FDA issues a guidance saying it would not take enforcement action until November
The Food and Drug Administration issued a guidance yesterday saying it would not take enforcement action until November against a pharmacy that receives any drug product without also receiving the tracing information. However, as of today, pharmacies are responsible for transmitting tracing documentation to purchasers of their drugs, when required to do so under the DSCSA.

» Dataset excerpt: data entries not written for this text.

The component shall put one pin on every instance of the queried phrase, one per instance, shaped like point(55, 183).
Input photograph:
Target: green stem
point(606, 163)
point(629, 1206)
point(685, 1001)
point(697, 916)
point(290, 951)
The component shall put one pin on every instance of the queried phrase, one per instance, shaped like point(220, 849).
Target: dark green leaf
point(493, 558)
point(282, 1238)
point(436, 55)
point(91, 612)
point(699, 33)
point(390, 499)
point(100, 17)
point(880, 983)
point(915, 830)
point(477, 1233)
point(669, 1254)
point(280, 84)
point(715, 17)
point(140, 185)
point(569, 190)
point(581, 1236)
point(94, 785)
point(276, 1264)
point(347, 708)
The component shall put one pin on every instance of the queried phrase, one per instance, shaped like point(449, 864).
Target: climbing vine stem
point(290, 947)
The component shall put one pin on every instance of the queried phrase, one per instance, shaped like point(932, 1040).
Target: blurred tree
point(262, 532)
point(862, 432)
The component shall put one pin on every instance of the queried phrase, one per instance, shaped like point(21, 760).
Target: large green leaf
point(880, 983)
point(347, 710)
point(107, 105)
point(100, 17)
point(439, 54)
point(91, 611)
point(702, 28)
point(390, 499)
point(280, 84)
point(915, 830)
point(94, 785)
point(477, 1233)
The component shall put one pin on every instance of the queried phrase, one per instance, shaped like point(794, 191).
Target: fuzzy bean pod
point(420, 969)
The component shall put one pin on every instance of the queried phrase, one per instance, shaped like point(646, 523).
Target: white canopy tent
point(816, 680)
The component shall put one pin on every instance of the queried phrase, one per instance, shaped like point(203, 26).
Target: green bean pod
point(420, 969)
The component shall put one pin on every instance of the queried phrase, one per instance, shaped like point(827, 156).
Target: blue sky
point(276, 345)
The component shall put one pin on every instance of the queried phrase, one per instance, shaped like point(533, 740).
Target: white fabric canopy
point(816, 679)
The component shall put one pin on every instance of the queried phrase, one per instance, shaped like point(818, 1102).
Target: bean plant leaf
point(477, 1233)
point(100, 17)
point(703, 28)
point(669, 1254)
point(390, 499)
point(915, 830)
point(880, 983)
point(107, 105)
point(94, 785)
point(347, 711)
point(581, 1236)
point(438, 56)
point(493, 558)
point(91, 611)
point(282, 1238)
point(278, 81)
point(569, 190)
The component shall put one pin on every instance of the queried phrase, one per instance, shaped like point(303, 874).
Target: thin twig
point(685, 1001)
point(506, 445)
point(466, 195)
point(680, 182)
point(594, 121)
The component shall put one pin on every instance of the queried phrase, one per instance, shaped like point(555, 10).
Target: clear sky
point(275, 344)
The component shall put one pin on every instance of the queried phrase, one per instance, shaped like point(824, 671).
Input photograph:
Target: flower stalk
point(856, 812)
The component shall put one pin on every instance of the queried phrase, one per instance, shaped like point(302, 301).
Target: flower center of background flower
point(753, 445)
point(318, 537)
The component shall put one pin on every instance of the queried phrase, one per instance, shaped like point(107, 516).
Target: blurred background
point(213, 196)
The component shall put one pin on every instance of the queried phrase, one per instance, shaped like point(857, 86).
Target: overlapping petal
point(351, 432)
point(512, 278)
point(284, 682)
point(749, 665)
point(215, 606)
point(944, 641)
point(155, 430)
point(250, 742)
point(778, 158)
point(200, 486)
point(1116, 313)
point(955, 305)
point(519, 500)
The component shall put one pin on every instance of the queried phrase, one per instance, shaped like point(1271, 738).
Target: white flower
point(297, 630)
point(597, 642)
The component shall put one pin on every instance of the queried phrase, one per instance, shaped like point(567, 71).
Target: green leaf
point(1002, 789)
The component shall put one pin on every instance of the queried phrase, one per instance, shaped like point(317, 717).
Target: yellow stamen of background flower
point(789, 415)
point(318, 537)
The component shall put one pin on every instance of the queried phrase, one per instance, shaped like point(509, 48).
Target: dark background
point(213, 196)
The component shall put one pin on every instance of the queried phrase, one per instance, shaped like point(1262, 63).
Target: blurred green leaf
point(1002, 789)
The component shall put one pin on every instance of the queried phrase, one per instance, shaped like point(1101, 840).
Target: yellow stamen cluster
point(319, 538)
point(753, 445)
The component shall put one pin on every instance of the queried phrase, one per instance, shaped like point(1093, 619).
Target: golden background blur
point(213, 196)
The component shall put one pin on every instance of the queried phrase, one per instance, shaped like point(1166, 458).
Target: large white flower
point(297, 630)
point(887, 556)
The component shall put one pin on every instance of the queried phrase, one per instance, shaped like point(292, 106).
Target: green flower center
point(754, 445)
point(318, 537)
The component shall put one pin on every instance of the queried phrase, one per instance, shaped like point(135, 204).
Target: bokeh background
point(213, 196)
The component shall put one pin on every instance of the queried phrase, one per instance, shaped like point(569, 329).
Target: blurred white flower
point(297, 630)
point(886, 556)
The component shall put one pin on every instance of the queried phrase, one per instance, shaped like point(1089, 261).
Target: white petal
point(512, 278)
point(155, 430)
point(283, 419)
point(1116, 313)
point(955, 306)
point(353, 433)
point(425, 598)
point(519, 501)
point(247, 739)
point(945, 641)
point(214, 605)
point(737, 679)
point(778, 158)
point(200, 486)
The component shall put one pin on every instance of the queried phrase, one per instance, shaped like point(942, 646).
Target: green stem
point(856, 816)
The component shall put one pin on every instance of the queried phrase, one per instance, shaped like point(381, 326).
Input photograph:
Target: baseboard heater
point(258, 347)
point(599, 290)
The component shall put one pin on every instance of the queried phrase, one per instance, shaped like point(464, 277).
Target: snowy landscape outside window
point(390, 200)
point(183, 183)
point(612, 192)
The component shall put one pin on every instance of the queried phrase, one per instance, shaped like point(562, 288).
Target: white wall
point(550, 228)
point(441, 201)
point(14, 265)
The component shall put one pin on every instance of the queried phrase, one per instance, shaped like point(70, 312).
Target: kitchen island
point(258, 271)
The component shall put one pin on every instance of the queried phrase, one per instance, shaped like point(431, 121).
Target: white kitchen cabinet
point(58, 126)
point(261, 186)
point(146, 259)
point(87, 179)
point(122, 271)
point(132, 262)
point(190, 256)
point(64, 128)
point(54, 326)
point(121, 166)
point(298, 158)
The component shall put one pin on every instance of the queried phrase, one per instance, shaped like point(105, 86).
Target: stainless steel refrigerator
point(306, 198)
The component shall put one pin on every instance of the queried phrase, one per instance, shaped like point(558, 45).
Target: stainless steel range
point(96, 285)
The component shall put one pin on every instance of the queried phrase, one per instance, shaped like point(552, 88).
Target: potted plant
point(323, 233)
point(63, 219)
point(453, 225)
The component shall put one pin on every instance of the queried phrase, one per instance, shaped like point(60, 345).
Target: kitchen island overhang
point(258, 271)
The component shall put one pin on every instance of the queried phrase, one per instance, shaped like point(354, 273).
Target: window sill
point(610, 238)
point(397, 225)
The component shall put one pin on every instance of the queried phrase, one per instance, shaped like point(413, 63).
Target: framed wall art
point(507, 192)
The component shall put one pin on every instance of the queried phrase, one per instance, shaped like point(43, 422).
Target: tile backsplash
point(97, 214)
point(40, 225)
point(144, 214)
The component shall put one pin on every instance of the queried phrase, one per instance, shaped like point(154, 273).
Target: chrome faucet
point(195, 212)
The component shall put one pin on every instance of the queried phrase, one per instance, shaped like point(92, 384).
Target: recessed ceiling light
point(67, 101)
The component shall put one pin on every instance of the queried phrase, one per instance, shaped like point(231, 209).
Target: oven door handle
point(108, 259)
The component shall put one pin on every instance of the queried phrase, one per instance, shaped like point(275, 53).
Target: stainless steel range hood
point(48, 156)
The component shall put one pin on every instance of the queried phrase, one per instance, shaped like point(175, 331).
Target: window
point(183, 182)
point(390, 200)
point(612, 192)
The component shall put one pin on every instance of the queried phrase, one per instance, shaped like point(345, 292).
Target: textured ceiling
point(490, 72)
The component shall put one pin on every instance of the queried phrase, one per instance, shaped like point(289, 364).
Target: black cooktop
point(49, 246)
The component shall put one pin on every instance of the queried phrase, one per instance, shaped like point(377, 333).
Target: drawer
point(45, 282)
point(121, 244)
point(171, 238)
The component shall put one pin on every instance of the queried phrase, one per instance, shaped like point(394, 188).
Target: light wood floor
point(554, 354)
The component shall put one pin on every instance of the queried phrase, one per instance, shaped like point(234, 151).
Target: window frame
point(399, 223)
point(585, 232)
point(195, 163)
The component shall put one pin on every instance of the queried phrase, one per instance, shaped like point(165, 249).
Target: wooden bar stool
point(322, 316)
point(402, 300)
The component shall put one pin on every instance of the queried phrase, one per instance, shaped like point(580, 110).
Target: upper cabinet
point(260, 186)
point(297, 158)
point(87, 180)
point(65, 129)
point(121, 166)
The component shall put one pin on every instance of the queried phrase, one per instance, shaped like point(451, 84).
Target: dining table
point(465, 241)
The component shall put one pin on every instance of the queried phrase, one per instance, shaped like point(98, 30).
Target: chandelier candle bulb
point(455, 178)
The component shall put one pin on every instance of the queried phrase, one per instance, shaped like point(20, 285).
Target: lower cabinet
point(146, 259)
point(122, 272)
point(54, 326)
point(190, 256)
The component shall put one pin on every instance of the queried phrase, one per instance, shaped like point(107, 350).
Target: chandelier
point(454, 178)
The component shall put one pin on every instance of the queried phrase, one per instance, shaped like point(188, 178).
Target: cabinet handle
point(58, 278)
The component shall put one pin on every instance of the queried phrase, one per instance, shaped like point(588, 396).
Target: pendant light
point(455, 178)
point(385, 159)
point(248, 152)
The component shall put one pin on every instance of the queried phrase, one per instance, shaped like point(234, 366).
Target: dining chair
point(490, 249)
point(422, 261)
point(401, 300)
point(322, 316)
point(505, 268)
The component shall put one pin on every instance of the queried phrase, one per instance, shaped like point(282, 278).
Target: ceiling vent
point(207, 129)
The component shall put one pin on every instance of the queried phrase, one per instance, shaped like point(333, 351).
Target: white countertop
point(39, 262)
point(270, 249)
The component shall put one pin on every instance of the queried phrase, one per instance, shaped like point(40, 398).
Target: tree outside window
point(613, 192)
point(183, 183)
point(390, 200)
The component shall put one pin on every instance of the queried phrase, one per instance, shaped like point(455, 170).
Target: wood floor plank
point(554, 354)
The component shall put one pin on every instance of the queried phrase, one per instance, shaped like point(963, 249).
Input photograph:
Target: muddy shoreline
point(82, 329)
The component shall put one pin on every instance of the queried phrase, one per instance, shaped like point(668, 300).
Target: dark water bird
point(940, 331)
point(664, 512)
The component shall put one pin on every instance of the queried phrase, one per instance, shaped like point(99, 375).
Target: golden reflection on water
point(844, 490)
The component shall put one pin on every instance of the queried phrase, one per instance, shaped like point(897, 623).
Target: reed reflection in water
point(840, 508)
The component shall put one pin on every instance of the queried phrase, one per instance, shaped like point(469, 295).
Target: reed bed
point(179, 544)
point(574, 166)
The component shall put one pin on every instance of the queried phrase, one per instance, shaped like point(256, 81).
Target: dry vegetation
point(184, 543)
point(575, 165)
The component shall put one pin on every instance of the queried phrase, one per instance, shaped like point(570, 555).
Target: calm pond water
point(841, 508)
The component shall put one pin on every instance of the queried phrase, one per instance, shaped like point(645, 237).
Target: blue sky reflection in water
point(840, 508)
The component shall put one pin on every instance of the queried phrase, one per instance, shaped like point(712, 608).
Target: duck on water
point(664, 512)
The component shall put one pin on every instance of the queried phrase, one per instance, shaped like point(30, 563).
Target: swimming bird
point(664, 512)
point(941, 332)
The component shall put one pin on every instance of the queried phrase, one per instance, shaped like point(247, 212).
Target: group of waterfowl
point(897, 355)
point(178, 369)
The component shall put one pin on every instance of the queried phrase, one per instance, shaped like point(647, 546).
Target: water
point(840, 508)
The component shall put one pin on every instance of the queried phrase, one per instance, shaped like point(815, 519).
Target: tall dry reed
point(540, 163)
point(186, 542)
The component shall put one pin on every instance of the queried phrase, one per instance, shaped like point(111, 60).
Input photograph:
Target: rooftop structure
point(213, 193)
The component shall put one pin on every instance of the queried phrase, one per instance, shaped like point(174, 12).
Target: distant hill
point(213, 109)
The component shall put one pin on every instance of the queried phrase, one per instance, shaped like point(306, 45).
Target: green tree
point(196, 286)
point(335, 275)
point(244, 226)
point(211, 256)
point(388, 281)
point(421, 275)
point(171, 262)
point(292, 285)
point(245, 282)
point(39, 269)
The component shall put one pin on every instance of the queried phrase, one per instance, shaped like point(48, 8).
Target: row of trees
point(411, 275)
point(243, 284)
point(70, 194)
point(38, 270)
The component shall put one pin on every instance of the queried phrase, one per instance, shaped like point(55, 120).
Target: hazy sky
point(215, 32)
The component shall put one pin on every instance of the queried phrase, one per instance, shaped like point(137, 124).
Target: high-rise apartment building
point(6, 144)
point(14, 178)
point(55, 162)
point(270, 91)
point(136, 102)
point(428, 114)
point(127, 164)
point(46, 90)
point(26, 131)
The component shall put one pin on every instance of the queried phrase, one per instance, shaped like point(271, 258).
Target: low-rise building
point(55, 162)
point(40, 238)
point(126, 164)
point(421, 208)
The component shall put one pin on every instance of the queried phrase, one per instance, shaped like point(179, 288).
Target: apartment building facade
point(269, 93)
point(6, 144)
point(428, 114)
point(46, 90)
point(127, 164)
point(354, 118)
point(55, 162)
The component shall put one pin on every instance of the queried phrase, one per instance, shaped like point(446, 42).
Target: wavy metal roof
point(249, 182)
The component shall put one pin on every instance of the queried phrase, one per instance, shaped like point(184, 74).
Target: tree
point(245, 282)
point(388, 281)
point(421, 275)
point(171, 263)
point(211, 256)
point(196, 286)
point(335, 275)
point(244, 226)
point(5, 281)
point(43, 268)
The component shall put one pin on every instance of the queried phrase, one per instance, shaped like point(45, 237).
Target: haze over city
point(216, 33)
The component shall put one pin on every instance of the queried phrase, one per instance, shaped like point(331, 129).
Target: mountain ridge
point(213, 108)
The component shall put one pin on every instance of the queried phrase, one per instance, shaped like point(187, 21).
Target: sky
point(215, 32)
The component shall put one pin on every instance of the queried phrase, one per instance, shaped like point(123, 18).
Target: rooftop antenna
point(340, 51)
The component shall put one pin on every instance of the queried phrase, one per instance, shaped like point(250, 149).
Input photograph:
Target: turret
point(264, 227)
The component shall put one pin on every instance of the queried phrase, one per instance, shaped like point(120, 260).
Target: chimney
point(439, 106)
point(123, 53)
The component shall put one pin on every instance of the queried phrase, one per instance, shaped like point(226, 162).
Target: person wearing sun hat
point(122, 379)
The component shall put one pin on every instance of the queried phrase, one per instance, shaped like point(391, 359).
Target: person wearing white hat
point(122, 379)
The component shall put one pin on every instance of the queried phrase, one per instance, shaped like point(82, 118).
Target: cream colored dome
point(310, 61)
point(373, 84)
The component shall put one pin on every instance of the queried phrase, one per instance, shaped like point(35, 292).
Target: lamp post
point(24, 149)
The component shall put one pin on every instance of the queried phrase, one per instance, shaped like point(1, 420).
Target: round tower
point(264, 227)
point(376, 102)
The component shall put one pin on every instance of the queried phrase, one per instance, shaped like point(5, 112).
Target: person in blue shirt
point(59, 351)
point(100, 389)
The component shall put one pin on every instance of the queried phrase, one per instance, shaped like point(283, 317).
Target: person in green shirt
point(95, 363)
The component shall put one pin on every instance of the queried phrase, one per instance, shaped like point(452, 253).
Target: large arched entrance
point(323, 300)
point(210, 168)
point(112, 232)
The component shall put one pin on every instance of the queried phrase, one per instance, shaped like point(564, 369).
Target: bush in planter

The act, which was signed into law in 2013, helps ensure that the drug supply chain is secure from the point of manufacture through to the point at which pharmacies dispense drugs. Implementation of the law has been ongoing over the past year and half. Starting today, pharmacies were to be required to only accept drugs that were shipped with corresponding tracing documentation.
While drug chains worked hard to achieve DSCSA compliance by the deadline, the National Association of Chain Drug Stores requested enforcement discretion from the FDA on two drug product categories — 340B drugs and drop shipment drugs — to help ensure that patients were not delayed in receiving much-needed medications.
Because of the structure of the 340B program, in many instances a wholesaler will send the 340B drug to the pharmacy and send the tracing documentation to the health care entity. This undermines the intent of the DSCSA to require both the drug product and the tracing documentation to flow together through the supply chain.
While manufacturers of drop shipment drugs can send tracing data directly to the pharmacies, progress has been slow in developing an electronic method for transmission. Electronic transmission is critical for pharmacies because the DSCSA requires pharmacies to have such data readily available in case the FDA needs to investigate possibly illegitimate drug products.
“Pharmacists appreciate and support the FDA’s decision … which will help protect patients from disruptions in access to prescription drugs that may have otherwise and inadvertently occurred,” said B. Douglas Hoey, chief executive officer of the National Community Pharmacists Association (NCPA). “Due to circumstances beyond their control, many pharmacies would have had difficulty complying with the July 1 statutory deadline. The FDA’s latitude should hopefully allow pharmacies to continue to work with their wholesaler partners in order to achieve compliance with new product tracing requirements intended to enhance the safety of the U.S. pharmaceutical system.
“We appreciate the partnership among organizations and companies representing pharmacists, pharmacies, wholesalers and other supply chain entities to educate FDA on industry dynamics and to continue moving forward with smooth implementation of this legislation,” added Hoey. “NCPA will continue to monitor this issue and support community pharmacists’ efforts to make the law a success.”